Definitely one of the nicest, most inspiring patients I've met! :)
I met a younger lady (well she was in her nineties) this week at work (also nhs) with the same indomitable spirit. She had outlived her daughter but was still positive and full of charm. I'm not sure we breed them the same way these days.
Sebbie
Hey Sebbie,
They are out there (which makes them sounds more like aliens than geriatrics...but you know what I mean). It's always great when you meet people like this - a real perk of the job.

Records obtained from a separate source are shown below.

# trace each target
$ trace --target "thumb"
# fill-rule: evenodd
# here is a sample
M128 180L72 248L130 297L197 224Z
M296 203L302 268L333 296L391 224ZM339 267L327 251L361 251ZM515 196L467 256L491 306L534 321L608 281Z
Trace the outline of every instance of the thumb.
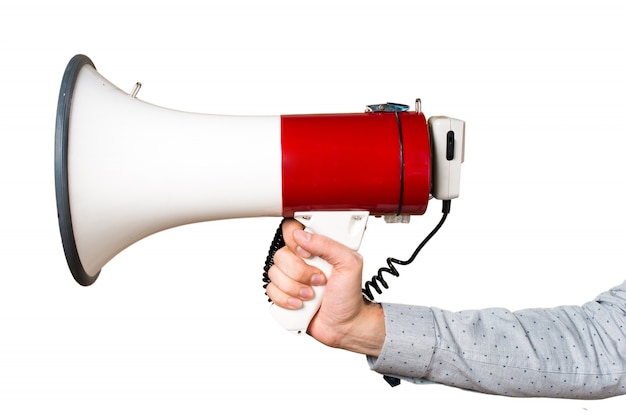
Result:
M296 252L303 249L307 251L309 257L311 255L317 257L304 257L307 262L309 259L324 262L316 266L328 278L324 301L320 308L321 315L326 316L326 322L347 322L353 319L363 305L361 254L325 235L297 230L293 236L298 244Z
M317 256L338 269L355 265L360 267L362 262L356 251L327 236L297 229L293 232L293 238L298 244L298 254L304 258Z

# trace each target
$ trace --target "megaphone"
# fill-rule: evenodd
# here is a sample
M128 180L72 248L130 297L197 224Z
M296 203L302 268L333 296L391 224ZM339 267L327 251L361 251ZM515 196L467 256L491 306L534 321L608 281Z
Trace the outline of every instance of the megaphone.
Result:
M234 116L167 109L136 95L84 55L63 75L57 211L81 285L125 248L177 226L295 217L358 249L368 216L421 215L431 194L458 196L464 124L438 117L429 126L419 101L415 111L388 103L361 113ZM304 321L283 325L303 332L321 297Z

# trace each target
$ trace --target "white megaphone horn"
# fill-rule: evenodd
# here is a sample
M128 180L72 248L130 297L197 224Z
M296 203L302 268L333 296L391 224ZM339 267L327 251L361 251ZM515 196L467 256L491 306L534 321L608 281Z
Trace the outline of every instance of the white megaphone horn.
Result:
M438 127L429 134L419 105L229 116L166 109L135 95L84 55L70 60L61 83L57 211L68 266L82 285L128 246L181 225L295 217L309 231L358 249L369 215L421 215L431 193L441 198L436 187L445 187L444 199L458 195L458 183L439 186L431 177L439 169L446 171L441 177L456 177L463 145L452 149L452 161L445 154L436 161L441 145L431 136ZM462 144L462 121L435 121L457 131ZM442 143L450 156L449 139ZM312 261L330 274L324 261ZM321 298L320 291L303 310L272 312L288 330L304 332Z

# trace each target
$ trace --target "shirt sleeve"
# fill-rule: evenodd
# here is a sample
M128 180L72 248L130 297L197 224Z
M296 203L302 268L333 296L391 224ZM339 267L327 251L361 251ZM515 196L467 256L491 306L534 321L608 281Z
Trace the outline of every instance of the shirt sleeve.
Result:
M386 339L368 363L383 375L508 396L626 393L626 282L582 306L382 306Z

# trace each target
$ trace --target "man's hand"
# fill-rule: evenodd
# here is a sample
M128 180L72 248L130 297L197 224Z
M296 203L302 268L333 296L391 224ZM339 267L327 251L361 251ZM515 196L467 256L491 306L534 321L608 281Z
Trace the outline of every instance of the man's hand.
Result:
M319 311L308 333L321 343L377 356L385 338L382 307L361 293L363 259L345 245L302 230L295 220L283 224L285 247L274 255L267 294L279 307L298 309L310 300L312 286L326 284ZM333 267L331 275L307 265L303 258L319 256Z

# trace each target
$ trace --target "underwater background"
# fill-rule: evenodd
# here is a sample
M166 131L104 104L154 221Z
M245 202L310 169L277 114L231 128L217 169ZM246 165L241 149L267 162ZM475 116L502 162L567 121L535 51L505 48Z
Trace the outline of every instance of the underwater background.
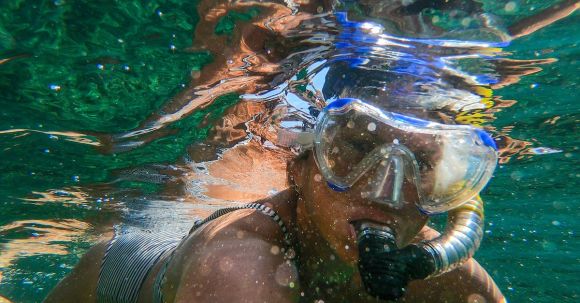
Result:
M511 22L556 1L480 2ZM197 5L0 3L0 302L42 301L113 223L191 224L191 205L153 195L167 175L136 167L171 168L237 95L135 149L103 152L98 138L139 128L214 60L190 50ZM216 34L254 14L229 14ZM513 59L556 59L495 90L515 103L488 122L513 138L514 152L482 192L486 231L476 258L512 302L580 301L579 21L576 12L504 49ZM123 177L139 169L146 177ZM127 216L145 207L154 211Z

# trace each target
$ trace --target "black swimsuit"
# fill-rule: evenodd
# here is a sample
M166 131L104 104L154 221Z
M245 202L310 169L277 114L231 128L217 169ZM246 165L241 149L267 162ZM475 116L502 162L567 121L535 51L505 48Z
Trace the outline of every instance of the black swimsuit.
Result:
M240 207L228 207L217 210L204 220L195 222L190 234L203 224L219 218L227 213L240 209L256 209L269 216L278 224L284 236L287 252L290 253L290 234L280 216L271 208L251 203ZM177 246L187 235L170 233L128 233L115 235L109 242L97 282L97 302L99 303L135 303L143 282L151 269L162 258L173 254ZM155 278L153 287L153 302L162 303L162 284L165 271L172 259L166 258L163 267Z

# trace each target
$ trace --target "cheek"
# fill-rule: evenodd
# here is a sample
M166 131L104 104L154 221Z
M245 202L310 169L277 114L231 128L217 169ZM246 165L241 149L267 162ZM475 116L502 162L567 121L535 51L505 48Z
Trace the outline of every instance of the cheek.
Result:
M349 223L351 206L347 195L332 191L324 182L313 184L309 192L305 196L310 201L307 211L320 236L339 258L354 259L351 254L356 250L355 239Z

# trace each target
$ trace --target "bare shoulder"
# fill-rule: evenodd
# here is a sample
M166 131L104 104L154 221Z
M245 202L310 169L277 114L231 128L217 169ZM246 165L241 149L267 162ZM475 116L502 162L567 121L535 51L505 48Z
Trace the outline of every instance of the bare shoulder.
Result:
M232 212L178 248L164 292L176 302L297 302L297 269L283 250L271 218L254 210Z
M99 269L108 241L93 246L44 302L95 302Z

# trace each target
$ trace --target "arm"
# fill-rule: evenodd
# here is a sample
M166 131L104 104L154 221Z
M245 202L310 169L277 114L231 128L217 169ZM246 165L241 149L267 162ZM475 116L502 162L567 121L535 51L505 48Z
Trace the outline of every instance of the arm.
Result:
M50 292L44 302L95 302L99 270L106 249L107 242L93 246L72 272Z
M513 39L529 35L560 19L572 14L578 7L578 0L565 0L541 11L538 14L524 18L508 28Z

I wonder what we'll all be like when we're ninety? At least you can guarantee one thing - the music in the homes'll be a lot better. Head-banging in the lounge to Nirvana &c &c.
:)
Hi spence,
Bless her, she sounds great! We had a lady in for respite as she was staying with her son who was going on holiday, she was 106! Deaf as a post but a great soh. Up until 6 months before she broke her collar bone, she was taking her great great grandchildren to school everyday! She sadly died a week before her 108th bday. Her son looked more knackered than she did! Lol.
As for head banging, I'll be joining you mate lol. X
Now and again you meet people with incredible life-spirit - and Mrs F was definitely one of them!
106, though? Blimey - that really is old!
When we're that age they'll have mosh-pits with specially sprung floors to accommodate zimmer frames, I 'spect (hope).